OTHER DISCRETIONARY GROUNDS

  1. The respondent accepts that he would suffer no prejudice from the grant of an extension of time to the applicant apart from the fact that time has elapsed. It is also obvious that the consequences to the applicant of the cancellation remaining in place are substantial. He would be sent from Australia where his family lives and which has been his home for 30 years, and he would not be permitted to return to Australia.
  2. The respondent argued that the applicant had not provided a substantial explanation for the delay in instituting an appeal. Part of the delay can be explained by the letter from the Department dated 1 August 2008 which notified the applicant that, as a result of the judgment in Sales, the cancellation of the transitional (permanent) visa was ineffective. But any comfort received from that letter was brought to an end on the receipt of the letter of 28 September 2008 in which the Department advised the applicant that, as a result of the Amending Act, the cancellation decision was operative. The applicant explained the situation thereafter in an affidavit sworn on 5 or 6 September 2011 as follows:
    1. I wished to challenge that decision but believed that I could not do so and that the only avenue open to me was to apply for a special category visa. On 17 November 2010 my former solicitors wrote to me advising that they considered that my circumstances would not attract a favourable exercise of the Minister’s discretion which was required for the grant of such a visa. ....
    2. I then requested that my former solicitors assist me to challenge the effect of the Department’s letter dated 29 September 2008. They were unable to assist me but referred my case back to the Public Interest Law Clearing House (‘PILCH’) to see if another firm of solicitors would be willing to assist me pro bono.
    3. I understand that in February 2011 PILCH requested a merits assessment of my case from Mr Greg Hughan of Counsel and then, when he was unable to complete the advice by himself, a further request was made to Mr Nick Wood of Counsel in June 2011.
  3. The affidavit does not indicate any steps which the applicant took between 28 September 2008 and 17 November 2010, when he received advice from his former solicitors. In general terms the applicant explains in [13]:
The reason for the failure to file an appeal against the decision of Marshall J in the time fixed by the rules for filing an appeal was that I was not able to access the Court by myself, as I was in custody, and I could not afford a lawyer to assist me. I was therefore dependent on lawyers to act on my behalf pro bono and had to wait until such time as I received advice that there was merit in my appeal.

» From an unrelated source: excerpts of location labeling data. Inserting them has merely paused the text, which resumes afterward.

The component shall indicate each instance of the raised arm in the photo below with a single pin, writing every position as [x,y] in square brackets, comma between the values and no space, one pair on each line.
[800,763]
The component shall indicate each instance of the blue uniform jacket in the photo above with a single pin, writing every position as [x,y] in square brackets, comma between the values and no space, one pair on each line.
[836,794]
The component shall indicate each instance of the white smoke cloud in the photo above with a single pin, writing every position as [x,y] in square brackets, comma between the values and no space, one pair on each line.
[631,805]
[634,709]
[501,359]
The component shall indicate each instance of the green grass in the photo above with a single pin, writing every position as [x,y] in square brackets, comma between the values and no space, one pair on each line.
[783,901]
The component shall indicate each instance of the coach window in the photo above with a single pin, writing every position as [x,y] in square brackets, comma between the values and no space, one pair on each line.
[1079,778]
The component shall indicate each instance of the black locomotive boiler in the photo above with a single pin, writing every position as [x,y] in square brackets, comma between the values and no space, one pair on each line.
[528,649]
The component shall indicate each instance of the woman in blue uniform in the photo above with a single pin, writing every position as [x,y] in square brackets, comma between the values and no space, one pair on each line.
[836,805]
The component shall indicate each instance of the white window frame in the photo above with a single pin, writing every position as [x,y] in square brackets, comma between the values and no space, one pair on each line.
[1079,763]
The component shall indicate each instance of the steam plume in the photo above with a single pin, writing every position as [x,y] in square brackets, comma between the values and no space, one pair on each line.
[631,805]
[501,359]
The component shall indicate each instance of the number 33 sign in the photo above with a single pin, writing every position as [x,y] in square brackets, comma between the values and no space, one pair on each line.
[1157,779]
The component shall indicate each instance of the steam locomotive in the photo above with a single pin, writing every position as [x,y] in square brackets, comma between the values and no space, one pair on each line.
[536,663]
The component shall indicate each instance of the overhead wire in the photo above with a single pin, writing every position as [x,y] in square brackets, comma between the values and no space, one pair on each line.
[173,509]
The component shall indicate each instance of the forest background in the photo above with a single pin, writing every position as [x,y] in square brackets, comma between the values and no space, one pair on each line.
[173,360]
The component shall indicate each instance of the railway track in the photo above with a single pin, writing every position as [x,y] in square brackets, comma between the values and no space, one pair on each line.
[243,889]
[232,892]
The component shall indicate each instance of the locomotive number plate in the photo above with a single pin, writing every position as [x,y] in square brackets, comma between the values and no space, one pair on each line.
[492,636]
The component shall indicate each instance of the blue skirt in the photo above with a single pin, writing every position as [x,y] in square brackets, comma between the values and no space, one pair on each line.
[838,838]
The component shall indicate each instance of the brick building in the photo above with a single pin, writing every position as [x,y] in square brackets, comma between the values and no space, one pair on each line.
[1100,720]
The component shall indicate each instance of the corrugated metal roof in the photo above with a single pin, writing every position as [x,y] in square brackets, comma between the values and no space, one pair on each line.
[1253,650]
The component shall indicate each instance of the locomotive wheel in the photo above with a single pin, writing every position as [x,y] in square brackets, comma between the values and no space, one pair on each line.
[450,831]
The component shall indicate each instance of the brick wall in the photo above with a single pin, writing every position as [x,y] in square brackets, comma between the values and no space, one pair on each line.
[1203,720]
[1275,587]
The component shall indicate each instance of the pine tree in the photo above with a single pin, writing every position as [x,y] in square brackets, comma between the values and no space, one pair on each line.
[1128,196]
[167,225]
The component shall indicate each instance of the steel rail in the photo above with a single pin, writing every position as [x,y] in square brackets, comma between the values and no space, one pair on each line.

  1. The facts that the applicant is in custody and was unable to afford a lawyer apply equally now as they did in September 2008. The affidavit does not explain why the applicant was able to overcome those obstacles now but not earlier. No doubt the fact that the applicant has been in custody and has not been able to afford a lawyer presented hardships to the applicant. But they do not alone satisfactorily explain the very long delay in taking steps to institute an appeal.

CONCLUSION

  1. The absence of a reasonable prospect that the applicant would succeed on an appeal, coupled with the absence of a persuasive reason for the delay outweigh the serious consequences to the applicant if the cancellation stands, and the absence of significant prejudice to the respondent. Consequently, the application for an extension of time to appeal is refused with costs.
I certify that the preceding twenty-seven (27) numbered paragraphs are a true copy of the Reasons for Judgment herein of the Honourable Justice North.